Some people need to be dared to try foie gras or escargots, but not us. The only thing we don't like about them is that they aren't more popular. Luckily, Méthode Bistro satisfies our jones for exotic ingredients, and then some. Yes, they have foie gras paired with chocolate croquembouche and lavender gastrique while their snails are basil-fed (yes, they really taste like fresh basil), topped with almond foam and meuniere sauce. And for slightly more timid souls, chef-owner Matt McLinn's delightful, Mediterranean-inspired menu includes plenty of classic entrees, such as roasted paella with seasonal shellfish and chorizo, or ricotta gnocchi with Guinea hen and crispy artichokes. But for adventurous foodies on the prowl for exotic ingredients and novel preparations, his "Outside the Box" appetizer menu really delivers. Other options include veal sweetbreads with polenta, lamb tongue cooked sous vide with rosemary and summer truffles, and squab confit with foie gras-stuffed mallard hearts. (Either that just made you say eww, or it made you really hungry. High five if it's the latter.)

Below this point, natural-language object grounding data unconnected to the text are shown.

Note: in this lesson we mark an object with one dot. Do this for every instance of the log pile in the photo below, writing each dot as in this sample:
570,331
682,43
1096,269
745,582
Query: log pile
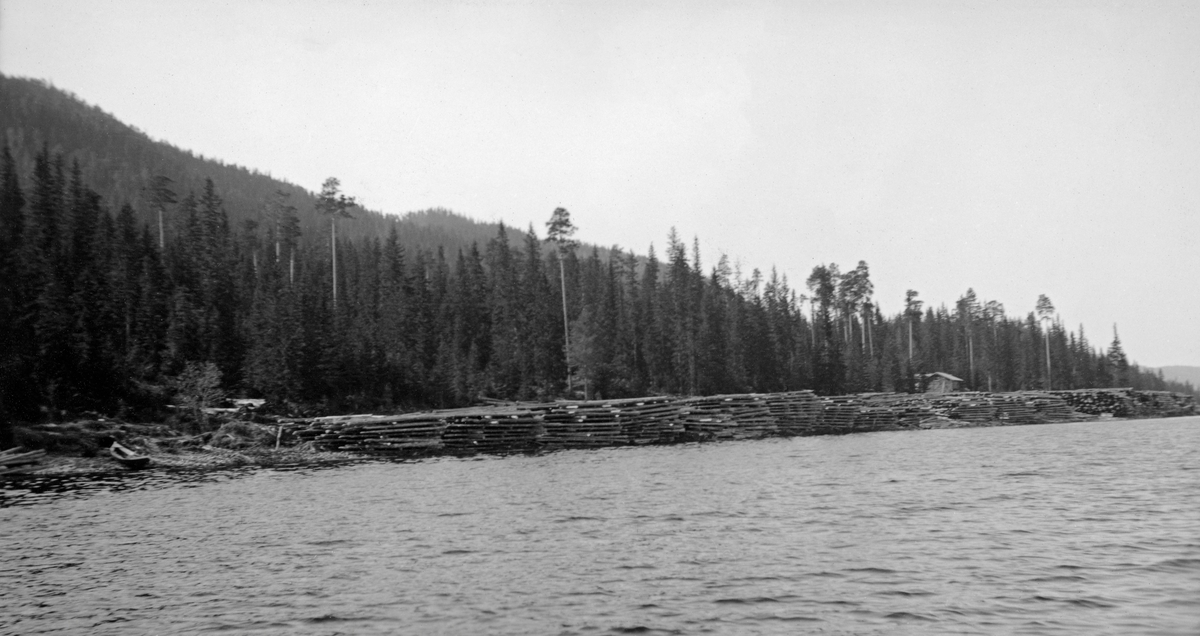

Phoenix would be a much more neighborly city if only there were more restaurants like Lola Tapas. Spending so much time in our cars, in a land where pedestrians are few and far between, we won't just stumble on a sense of community unless we frequent the same places over and over or unless we stop by Lola for an intimate meal with our best friends and a whole bunch of sociable strangers. Aside from a small wine bar in the back of this adorable, saffron-colored eatery owned and operated by Daniel and Felicia Ruiz Wayne, the former owners of Lux Coffeebar it's all table seating, thanks to a couple of dark, sleek communal tables that run the length of the room. Don't worry, your neighbors won't butt in on your conversation, although they just might inquire about that yummy-looking thing you're eating. From delectable jamon serrano with mahon and manchego cheeses, to garlicky garbanzo beans with sautéed spinach, to skewers of grilled marinated pork, the tapas here are certainly as appealing to the eye as to the taste buds. After a glass or two of thirst-quenching homemade sangria, filled with soft chunks of fresh fruit, you'll be schmoozing like an old pro.
You can watch chefs cooking on television, or perhaps at a culinary festival, but most of the time, in the real, day-to-day world of the restaurant biz, they work their magic behind the scenes. At Sea Saw, though, chef-owner Nobuo Fukuda and his team of kitchen protégés are as much an attraction as the food. With just a handful of tables around the room, and an open kitchen surrounded by counter seating, anybody who walks through the door is bound to get a glimpse of the James Beard Award-winning Fukuda preparing his inventive, tapas-style Japanese fusion cuisine. The place to be, of course, is right along the counter, where you can really get up-close and personal with the master at work. You won't necessarily get to chat him up too much which is obvious as soon as you see the intense focus and urgent pace of all the kitchen staff but watching the ebb and flow of dinner service, with the gratification of eating the end results, is truly memorable. Sea Saw really is something to see.